Failure to disclose – enforcement and remedies
What actions may franchisees or any relevant government agencies take in response to a franchisor’s failure to make required disclosures? What legal remedies are available? What penalties may apply?
The FTC may initiate an investigation or enforcement action against a franchisor for violation of the FTC Rule. This action can result in a court order that imposes penalties, such as recission of agreements or payment of fines, and enjoins the franchisor from continuing the violation. There is no private right of action available to franchisees under the FTC Rule. Only the FTC may pursue a violation of the FTC Rule.
States may also initiate an investigation or enforcement action against a franchisor for violation of a state registration or disclosure law (including business opportunity laws). States also routinely impose cease-and-desist orders, and require recission of agreements and payment of fines. Some state laws also provide for criminal liability for violations of state franchise laws.
FTC and state enforcement actions must usually be disclosed in a franchisor’s FDD.General legal principles and codes of conduct
In addition to any laws or government agencies that specifically regulate offering and selling franchises, what general principles of law affect the offer and sale of franchises? What industry codes of conduct may affect the offer and sale of franchises?
There are several general principles that apply to most contracts, such as common law concepts of fraud and misrepresentation.Fraudulent sale
What actions may franchisees take if a franchisor engages in fraudulent or deceptive practices in connection with the offer and sale of franchises?
In registration states, if a franchisor fails to provide proper disclosure or appropriately register, the franchisee may bring a claim under the applicable state law.
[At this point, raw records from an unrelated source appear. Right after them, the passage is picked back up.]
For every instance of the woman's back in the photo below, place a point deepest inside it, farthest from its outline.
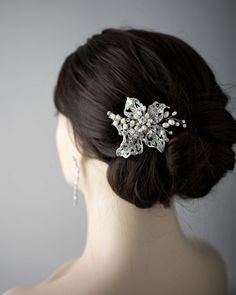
(197, 270)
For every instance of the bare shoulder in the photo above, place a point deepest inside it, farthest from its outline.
(19, 290)
(213, 263)
(34, 289)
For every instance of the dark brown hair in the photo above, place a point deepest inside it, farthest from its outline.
(119, 62)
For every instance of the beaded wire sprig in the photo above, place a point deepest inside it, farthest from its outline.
(140, 126)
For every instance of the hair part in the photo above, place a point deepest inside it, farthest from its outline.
(149, 65)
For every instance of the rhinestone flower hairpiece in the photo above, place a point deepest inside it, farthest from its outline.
(141, 126)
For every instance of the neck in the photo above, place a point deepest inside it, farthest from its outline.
(118, 231)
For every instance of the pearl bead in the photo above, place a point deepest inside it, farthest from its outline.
(162, 132)
(171, 122)
(165, 125)
(144, 127)
(115, 123)
(166, 114)
(132, 123)
(112, 116)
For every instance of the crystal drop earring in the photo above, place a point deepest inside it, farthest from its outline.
(76, 178)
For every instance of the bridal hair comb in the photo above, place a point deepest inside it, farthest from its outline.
(141, 126)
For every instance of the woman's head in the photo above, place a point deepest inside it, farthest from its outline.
(99, 75)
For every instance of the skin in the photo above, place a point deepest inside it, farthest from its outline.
(128, 250)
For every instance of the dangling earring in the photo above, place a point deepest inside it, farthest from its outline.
(76, 178)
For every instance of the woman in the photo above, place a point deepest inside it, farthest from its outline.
(135, 244)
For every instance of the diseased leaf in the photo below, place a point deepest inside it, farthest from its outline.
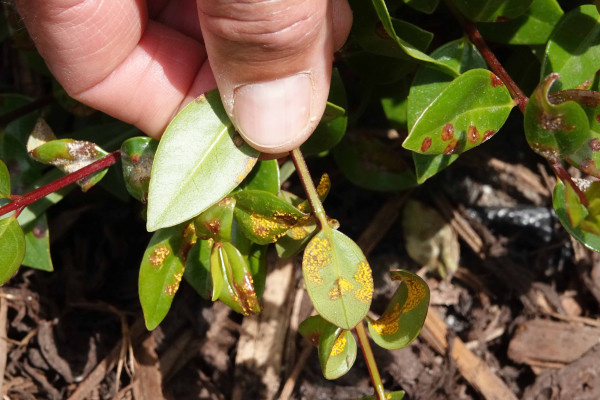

Remedies available under state franchise laws may include rescission of the franchise agreement and damages. Similar relief is available for violations of business opportunity laws.
In addition, while there is no private right of action available to franchisees under the FTC Rule, states have passed unfair and deceptive trade practices acts, which are sometimes called Little FTC Acts. Many of these Little FTC Acts make violation of the FTC Rule a per se violation of the state’s Little FTC Act. Aggrieved franchisees may also bring claims under these little FTC Acts. Common remedies also include recission and damages, including punitive damages.